For the first time in its 42-year history, New Hampshire Public Radio on Monday was named a finalist for the Pulitzer Prize. The prizes, awarded by Columbia University, recognize distinguished achievement in journalism and the arts.

NHPR’s Pulitzer honoree is The 13th Step, a reporting project and podcast about a culture of sexual misconduct and abuse of power in the addiction treatment industry. The Pulitzer Prize board recognized the NHPR team “for their gripping and extensively reported investigation of corruption and sexual abuse within the lucrative recovery industry that sought accountability despite legal pressure.”

The Pulitzer for audio journalism went to the Invisible Institute and USG Audio for the podcast You Didn’t See Nothin. Along with The 13th Step, the other finalist was NBC News.

Recognition by the Pulitzers capped a string of honors for The 13th Step and its production team. The project earned a duPont-Columbia Award and a national Edward R. Murrow Award. Lauren Chooljian, the host and lead reporter of The 13th Step, won a First Amendment Award, presented by the Radio Television Digital News Association, and the Best Reporting award in the Podcast Academy’s Ambies competition.

Chooljian is a senior reporter/producer on NHPR’s Document team, which produced The 13th Step and other revealing long-form audio reporting projects, including Bear Brook Season Two: A True Crime Story.

Chooljian was cited by the Pulitzer board, along with Alison MacAdam, lead editor of the project; Jason Moon, senior reporter/producer; Dan Barrick, NHPR’s news director; and Katie Colaneri, NHPR’s senior editor of podcasts.

“We’re very grateful to be recognized by the Pulitzer jurors, and gratified to see this reporting have an impact – both here in New Hampshire and nationally,” Barrick said.

The 13th Step chronicles allegations of sexual abuse by the founder of New Hampshire’s largest addiction treatment center. Chooljian’s initial reporting for the project was followed by multiple acts of vandalism at the homes of NHPR journalists involved in that reporting and the homes of their families. Following investigations by the FBI and state and local authorities, a federal grand jury indicted four men for their roles in an alleged campaign of intimidation against NHPR journalists. Two have pleaded guilty to felony charges. A civil lawsuit brought against NHPR, its journalists, and some of their sources by Eric Spofford, a central subject of the reporting, was dismissed by a Rockingham County Superior Court judge earlier this year.

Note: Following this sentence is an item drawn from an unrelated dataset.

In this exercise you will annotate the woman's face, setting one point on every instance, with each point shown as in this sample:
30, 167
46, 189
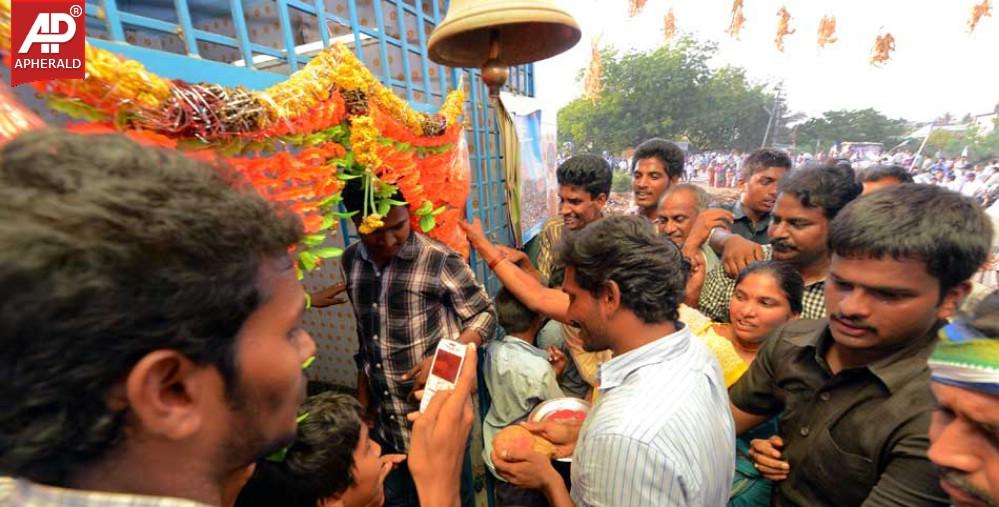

The project received support from The Fund for Investigative Journalism. Attorney Sigmund Schutz of the Preti Flaherty law firm was a core member of the team.

“Projects like The 13th Step demonstrate NHPR’s commitment to public service journalism about New Hampshire’s biggest issues, even in the face of the threats, violence, and litigation,” said Jim Schachter, NHPR’s president and chief executive officer. “Amid skepticism about the news media’s commitment to independent, fair-minded journalism, the scrupulous reporting and editing that went into The 13th Step over more than two years demonstrates how journalists can earn trust while serving the public interest.”